Photographs of hazy scenes typically suffer having low contrast and offer a limited visibility of the scene. This article describes a new method for single-image dehazing that relies on a generic regularity in natural images where pixels of small image patches typically exhibit a 1D distribution in RGB color space, known as color-lines. We derive a local formation model that explains the color-lines in the context of hazy scenes and use it for recovering the scene transmission based on the lines' offset from the origin. The lack of a dominant color-line inside a patch or its lack of consistency with the formation model allows us to identify and avoid false predictions. Thus, unlike existing approaches that follow their assumptions across the entire image, our algorithm validates its hypotheses and obtains more reliable estimates where possible.

In addition, we describe a Markov random field model dedicated to producing complete and regularized transmission maps given noisy and scattered estimates.

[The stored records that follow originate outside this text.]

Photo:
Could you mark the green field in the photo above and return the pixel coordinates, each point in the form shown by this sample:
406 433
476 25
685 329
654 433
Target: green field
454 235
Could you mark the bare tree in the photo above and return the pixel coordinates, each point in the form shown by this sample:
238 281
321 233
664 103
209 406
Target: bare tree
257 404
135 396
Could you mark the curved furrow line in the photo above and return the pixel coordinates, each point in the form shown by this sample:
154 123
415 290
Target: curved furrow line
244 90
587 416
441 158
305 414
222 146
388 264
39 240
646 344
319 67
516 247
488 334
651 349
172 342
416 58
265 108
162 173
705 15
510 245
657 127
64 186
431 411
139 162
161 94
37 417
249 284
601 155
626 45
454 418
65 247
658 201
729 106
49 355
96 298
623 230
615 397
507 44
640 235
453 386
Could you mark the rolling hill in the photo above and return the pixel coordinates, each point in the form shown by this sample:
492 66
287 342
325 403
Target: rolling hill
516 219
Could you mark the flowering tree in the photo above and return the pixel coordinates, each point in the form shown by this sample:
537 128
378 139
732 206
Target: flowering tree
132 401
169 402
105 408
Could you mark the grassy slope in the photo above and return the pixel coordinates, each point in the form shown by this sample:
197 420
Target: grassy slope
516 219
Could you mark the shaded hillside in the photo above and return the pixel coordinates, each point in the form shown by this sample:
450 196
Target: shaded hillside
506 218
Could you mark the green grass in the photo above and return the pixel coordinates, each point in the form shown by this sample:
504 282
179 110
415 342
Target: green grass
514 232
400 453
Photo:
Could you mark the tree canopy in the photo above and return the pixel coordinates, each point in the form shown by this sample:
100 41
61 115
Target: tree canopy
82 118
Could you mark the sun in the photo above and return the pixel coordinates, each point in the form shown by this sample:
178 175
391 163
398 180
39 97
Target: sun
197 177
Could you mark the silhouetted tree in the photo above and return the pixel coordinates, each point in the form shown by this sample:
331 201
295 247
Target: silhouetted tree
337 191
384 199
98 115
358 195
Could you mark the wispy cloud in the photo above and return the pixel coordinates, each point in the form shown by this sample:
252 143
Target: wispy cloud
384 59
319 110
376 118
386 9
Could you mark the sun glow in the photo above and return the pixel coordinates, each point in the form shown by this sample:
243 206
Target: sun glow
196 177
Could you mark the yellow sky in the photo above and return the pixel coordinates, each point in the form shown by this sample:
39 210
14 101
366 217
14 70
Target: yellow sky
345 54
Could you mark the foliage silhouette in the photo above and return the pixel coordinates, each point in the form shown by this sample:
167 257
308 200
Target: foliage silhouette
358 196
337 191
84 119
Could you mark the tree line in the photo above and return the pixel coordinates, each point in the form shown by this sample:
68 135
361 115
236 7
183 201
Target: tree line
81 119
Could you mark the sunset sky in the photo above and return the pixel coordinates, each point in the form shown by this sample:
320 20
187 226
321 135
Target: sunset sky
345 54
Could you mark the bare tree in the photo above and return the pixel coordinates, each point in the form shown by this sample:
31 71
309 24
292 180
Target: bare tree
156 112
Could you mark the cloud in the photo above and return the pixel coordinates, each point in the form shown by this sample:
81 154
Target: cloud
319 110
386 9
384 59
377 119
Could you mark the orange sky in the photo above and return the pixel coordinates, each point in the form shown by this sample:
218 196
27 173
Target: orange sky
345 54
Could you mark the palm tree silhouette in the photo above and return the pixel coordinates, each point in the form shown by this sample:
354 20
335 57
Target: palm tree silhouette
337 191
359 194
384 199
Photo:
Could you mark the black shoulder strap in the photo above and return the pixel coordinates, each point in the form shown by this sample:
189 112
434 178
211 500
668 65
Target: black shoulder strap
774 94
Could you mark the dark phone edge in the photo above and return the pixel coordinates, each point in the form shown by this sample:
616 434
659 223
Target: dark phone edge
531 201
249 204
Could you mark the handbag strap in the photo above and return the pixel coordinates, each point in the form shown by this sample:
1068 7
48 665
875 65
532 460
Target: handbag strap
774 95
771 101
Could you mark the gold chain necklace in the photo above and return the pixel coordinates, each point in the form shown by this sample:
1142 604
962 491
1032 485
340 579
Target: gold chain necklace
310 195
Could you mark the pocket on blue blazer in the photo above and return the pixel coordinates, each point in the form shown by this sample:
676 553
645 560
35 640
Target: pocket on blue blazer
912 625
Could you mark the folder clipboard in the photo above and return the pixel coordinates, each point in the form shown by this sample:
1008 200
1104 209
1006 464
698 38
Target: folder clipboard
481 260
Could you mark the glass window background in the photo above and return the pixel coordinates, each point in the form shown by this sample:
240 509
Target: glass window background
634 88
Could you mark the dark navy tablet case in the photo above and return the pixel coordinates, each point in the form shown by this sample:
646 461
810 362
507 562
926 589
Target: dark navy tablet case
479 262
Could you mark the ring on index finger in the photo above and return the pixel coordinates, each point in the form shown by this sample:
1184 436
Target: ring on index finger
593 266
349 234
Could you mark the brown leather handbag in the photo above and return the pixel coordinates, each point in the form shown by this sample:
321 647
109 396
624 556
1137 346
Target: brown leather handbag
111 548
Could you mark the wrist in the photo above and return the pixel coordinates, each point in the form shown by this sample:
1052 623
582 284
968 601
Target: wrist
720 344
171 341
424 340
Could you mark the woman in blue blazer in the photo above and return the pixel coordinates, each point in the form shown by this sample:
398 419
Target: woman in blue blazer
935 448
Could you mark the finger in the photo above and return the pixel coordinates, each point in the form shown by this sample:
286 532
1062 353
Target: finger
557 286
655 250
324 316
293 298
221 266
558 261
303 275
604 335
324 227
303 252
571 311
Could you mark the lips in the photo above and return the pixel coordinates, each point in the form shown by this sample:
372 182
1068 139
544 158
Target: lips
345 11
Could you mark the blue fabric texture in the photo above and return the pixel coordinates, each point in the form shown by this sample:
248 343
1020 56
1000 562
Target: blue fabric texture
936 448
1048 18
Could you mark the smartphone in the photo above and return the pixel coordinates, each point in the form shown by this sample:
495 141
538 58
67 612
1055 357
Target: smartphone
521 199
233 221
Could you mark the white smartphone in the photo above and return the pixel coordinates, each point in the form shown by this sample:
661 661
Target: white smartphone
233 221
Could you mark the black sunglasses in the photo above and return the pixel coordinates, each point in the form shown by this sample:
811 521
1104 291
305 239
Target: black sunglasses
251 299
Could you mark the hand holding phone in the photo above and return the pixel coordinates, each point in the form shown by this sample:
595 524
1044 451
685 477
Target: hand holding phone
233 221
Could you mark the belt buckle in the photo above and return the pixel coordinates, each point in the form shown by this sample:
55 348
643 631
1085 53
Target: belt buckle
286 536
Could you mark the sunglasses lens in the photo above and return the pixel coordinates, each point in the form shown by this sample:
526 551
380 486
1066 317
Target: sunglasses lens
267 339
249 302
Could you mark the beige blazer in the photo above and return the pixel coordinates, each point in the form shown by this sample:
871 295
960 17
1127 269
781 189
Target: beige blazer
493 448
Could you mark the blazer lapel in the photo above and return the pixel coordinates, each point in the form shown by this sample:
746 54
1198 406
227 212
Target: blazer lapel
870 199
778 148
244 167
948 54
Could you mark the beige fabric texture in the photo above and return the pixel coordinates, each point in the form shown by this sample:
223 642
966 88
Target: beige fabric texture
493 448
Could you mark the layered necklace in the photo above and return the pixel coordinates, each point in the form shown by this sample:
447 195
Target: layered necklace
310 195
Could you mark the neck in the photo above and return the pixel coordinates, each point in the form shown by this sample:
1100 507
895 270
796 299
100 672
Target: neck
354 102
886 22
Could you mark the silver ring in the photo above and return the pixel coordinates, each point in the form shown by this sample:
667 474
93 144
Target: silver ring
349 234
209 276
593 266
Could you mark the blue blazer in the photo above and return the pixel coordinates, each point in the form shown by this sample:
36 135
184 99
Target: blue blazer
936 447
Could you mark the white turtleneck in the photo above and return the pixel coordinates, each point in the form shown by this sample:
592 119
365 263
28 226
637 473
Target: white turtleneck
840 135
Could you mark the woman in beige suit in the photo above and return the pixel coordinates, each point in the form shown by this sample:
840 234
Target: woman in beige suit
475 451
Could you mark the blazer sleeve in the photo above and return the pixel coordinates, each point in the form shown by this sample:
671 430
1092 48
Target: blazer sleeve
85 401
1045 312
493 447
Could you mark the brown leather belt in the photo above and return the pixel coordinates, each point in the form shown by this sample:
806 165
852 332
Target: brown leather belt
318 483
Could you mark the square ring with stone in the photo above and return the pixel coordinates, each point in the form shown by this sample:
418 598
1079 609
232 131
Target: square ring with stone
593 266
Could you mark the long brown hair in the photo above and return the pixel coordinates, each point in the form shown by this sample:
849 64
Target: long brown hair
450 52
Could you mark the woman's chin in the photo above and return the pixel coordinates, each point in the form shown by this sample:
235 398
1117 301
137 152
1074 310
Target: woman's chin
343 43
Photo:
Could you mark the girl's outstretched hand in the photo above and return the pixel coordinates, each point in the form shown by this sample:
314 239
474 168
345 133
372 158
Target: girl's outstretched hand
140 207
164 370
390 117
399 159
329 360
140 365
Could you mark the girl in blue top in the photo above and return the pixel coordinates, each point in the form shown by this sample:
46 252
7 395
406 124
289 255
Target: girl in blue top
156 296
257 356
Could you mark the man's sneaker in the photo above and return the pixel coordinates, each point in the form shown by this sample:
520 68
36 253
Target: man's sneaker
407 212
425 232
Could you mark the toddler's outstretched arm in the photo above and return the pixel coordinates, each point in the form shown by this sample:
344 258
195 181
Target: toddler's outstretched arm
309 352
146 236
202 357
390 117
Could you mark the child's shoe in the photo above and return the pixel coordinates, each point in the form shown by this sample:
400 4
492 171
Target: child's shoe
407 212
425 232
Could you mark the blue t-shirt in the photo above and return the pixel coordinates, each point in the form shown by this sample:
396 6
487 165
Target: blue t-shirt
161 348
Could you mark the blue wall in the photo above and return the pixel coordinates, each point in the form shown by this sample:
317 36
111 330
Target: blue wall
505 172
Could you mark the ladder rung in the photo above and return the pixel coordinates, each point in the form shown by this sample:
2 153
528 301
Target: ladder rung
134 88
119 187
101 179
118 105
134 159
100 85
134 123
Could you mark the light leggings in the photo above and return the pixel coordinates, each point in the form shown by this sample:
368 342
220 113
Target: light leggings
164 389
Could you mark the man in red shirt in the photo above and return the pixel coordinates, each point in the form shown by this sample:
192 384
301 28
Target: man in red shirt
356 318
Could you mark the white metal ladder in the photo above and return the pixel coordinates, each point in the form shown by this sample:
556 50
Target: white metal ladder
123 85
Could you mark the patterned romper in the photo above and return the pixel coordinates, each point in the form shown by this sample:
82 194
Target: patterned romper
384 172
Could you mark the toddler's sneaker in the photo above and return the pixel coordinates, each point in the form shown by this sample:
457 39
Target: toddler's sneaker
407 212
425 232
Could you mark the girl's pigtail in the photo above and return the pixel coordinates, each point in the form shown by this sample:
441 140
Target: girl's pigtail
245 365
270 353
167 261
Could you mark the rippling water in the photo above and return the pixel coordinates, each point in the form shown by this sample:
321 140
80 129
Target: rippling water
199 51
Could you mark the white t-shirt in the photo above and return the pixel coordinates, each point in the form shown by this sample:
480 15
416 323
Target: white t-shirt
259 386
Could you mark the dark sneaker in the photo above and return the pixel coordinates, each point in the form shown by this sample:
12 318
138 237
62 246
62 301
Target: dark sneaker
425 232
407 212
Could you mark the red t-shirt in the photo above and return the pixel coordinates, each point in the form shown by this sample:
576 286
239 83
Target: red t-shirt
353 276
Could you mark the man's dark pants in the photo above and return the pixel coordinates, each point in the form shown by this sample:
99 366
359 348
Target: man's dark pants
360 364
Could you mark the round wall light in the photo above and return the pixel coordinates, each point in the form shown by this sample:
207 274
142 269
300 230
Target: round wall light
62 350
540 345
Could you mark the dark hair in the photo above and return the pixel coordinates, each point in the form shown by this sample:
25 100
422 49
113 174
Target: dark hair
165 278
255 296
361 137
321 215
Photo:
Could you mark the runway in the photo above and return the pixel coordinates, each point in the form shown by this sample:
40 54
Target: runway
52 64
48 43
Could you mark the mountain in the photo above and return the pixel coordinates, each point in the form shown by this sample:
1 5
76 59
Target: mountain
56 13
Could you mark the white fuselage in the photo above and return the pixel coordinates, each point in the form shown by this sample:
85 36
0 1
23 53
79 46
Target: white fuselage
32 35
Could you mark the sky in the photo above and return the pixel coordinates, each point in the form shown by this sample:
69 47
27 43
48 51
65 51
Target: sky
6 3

Unlike traditional field models that consist of local coupling, the new model is augmented with long-range connections between pixels of similar attributes. These connections allow our algorithm to properly resolve the transmission in isolated regions where nearby pixels do not offer relevant information.

An extensive evaluation of our method over different types of images and its comparison to state-of-the-art methods over established benchmark images show a consistent improvement in the accuracy of the estimated scene transmission and recovered haze-free radiances.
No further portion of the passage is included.